[V2] Support -m[no-]gather -m[no-]scatter to enable/disable vectorization for all gather/scatter instructions
Checks
Commit Message
Rename original use_gather to use_gather_8parts, Support
-mtune-ctrl={,^}use_gather to set/clear tune features
use_gather_{2parts, 4parts, 8parts}. Support the new option -mgather
as alias of -mtune-ctrl=, use_gather, ^use_gather.
Similar for use_scatter.
How about this version?
gcc/ChangeLog:
* config/i386/i386-builtins.cc
(ix86_vectorize_builtin_gather): Adjust for use_gather_8parts.
* config/i386/i386-options.cc (parse_mtune_ctrl_str):
Set/Clear tune features use_{gather,scatter}_{2parts, 4parts,
8parts} for -mtune-crtl={,^}{use_gather,use_scatter}.
* config/i386/i386.cc (ix86_vectorize_builtin_scatter): Adjust
for use_scatter_8parts
* config/i386/i386.h (TARGET_USE_GATHER): Rename to ..
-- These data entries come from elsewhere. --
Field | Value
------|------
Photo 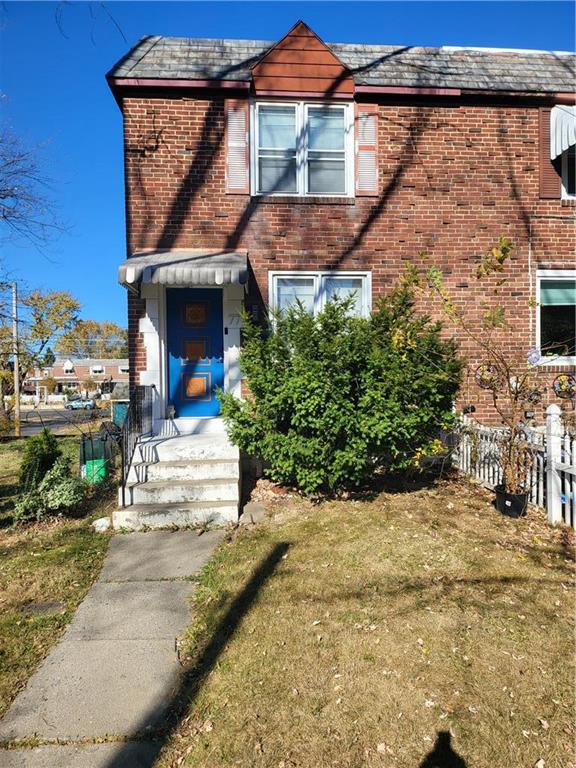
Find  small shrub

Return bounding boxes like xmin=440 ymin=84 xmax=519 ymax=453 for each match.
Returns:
xmin=18 ymin=428 xmax=62 ymax=491
xmin=14 ymin=457 xmax=87 ymax=524
xmin=219 ymin=284 xmax=463 ymax=495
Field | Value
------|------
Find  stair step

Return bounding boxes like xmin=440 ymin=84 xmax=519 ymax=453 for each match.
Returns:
xmin=126 ymin=478 xmax=239 ymax=505
xmin=138 ymin=434 xmax=239 ymax=463
xmin=134 ymin=459 xmax=240 ymax=483
xmin=113 ymin=501 xmax=238 ymax=530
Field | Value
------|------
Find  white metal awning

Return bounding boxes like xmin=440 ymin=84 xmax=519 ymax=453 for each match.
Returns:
xmin=550 ymin=105 xmax=576 ymax=160
xmin=118 ymin=249 xmax=248 ymax=289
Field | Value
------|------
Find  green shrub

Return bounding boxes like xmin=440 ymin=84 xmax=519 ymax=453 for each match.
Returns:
xmin=14 ymin=457 xmax=87 ymax=524
xmin=219 ymin=284 xmax=463 ymax=495
xmin=18 ymin=428 xmax=61 ymax=491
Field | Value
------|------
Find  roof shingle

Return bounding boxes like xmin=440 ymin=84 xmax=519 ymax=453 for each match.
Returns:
xmin=108 ymin=35 xmax=576 ymax=93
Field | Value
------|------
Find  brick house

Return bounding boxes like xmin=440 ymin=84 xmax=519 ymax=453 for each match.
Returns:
xmin=107 ymin=21 xmax=575 ymax=528
xmin=26 ymin=358 xmax=130 ymax=394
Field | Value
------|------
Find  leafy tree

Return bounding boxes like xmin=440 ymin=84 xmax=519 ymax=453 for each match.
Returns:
xmin=56 ymin=320 xmax=128 ymax=358
xmin=219 ymin=285 xmax=462 ymax=495
xmin=0 ymin=289 xmax=80 ymax=397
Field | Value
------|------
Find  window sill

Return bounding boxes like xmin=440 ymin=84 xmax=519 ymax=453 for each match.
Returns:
xmin=561 ymin=198 xmax=576 ymax=207
xmin=537 ymin=357 xmax=576 ymax=368
xmin=253 ymin=195 xmax=355 ymax=206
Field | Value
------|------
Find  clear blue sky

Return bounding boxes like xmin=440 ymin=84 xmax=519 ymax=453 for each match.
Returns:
xmin=1 ymin=1 xmax=574 ymax=327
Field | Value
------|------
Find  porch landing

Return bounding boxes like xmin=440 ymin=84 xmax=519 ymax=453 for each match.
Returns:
xmin=114 ymin=427 xmax=241 ymax=530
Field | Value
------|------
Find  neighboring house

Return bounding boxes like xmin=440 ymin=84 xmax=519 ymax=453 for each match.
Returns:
xmin=107 ymin=21 xmax=575 ymax=528
xmin=26 ymin=358 xmax=130 ymax=394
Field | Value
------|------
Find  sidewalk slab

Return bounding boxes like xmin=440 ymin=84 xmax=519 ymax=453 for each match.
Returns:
xmin=0 ymin=741 xmax=161 ymax=768
xmin=0 ymin=639 xmax=179 ymax=741
xmin=66 ymin=580 xmax=193 ymax=640
xmin=99 ymin=529 xmax=225 ymax=582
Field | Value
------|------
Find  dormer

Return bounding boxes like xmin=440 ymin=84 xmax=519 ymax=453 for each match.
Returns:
xmin=251 ymin=21 xmax=354 ymax=98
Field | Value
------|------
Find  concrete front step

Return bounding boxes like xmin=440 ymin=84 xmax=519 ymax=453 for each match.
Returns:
xmin=113 ymin=501 xmax=238 ymax=530
xmin=138 ymin=433 xmax=239 ymax=464
xmin=126 ymin=478 xmax=239 ymax=505
xmin=132 ymin=459 xmax=240 ymax=484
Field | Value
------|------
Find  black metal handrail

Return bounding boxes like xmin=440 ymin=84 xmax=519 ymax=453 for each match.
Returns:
xmin=120 ymin=384 xmax=155 ymax=508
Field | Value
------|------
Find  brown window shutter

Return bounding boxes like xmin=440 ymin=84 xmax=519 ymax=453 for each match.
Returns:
xmin=225 ymin=99 xmax=249 ymax=194
xmin=539 ymin=107 xmax=561 ymax=199
xmin=355 ymin=103 xmax=379 ymax=196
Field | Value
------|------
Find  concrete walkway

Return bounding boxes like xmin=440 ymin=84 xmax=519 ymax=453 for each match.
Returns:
xmin=0 ymin=529 xmax=224 ymax=768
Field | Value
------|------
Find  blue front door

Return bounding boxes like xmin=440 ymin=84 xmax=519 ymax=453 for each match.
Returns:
xmin=166 ymin=288 xmax=224 ymax=417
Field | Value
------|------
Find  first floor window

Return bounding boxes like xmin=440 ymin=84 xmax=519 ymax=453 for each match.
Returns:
xmin=538 ymin=272 xmax=576 ymax=361
xmin=271 ymin=271 xmax=370 ymax=317
xmin=254 ymin=101 xmax=353 ymax=197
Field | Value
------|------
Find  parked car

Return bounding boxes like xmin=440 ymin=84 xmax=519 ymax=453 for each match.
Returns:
xmin=65 ymin=399 xmax=95 ymax=411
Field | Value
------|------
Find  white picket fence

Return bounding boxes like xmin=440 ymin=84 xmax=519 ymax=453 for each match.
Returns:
xmin=456 ymin=404 xmax=575 ymax=528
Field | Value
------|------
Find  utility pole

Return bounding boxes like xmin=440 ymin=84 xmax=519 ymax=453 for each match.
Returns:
xmin=12 ymin=283 xmax=20 ymax=437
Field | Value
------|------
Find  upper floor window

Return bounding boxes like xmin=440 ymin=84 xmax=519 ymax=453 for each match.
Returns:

(TARGET_USE_GATHER_8PARTS): .. this.
(TARGET_USE_SCATTER): Rename to ..
(TARGET_USE_SCATTER_8PARTS): .. this.
* config/i386/x86-tune.def (X86_TUNE_USE_GATHER): Rename to
(X86_TUNE_USE_GATHER_8PARTS): .. this.
(X86_TUNE_USE_SCATTER): Rename to
(X86_TUNE_USE_SCATTER_8PARTS): .. this.
* config/i386/i386.opt: Add new options mgather, mscatter.
---
gcc/config/i386/i386-builtins.cc | 2 +-
gcc/config/i386/i386-options.cc | 54 +++++++++++++++++++++++---------
gcc/config/i386/i386.cc | 2 +-
gcc/config/i386/i386.h | 8 ++---
gcc/config/i386/i386.opt | 8 +++++
gcc/config/i386/x86-tune.def | 4 +--
6 files changed, 56 insertions(+), 22 deletions(-)
Comments
On Fri, Aug 11, 2023 at 2:02 PM liuhongt via Gcc-patches
<gcc-patches@gcc.gnu.org> wrote:
>
> Rename original use_gather to use_gather_8parts, Support
> -mtune-ctrl={,^}use_gather to set/clear tune features
> use_gather_{2parts, 4parts, 8parts}. Support the new option -mgather
> as alias of -mtune-ctrl=, use_gather, ^use_gather.
>
> Similar for use_scatter.
>
> How about this version?
I'll commit the patch if there's no objections in the next 24 hours.
>
> gcc/ChangeLog:
>
> * config/i386/i386-builtins.cc
> (ix86_vectorize_builtin_gather): Adjust for use_gather_8parts.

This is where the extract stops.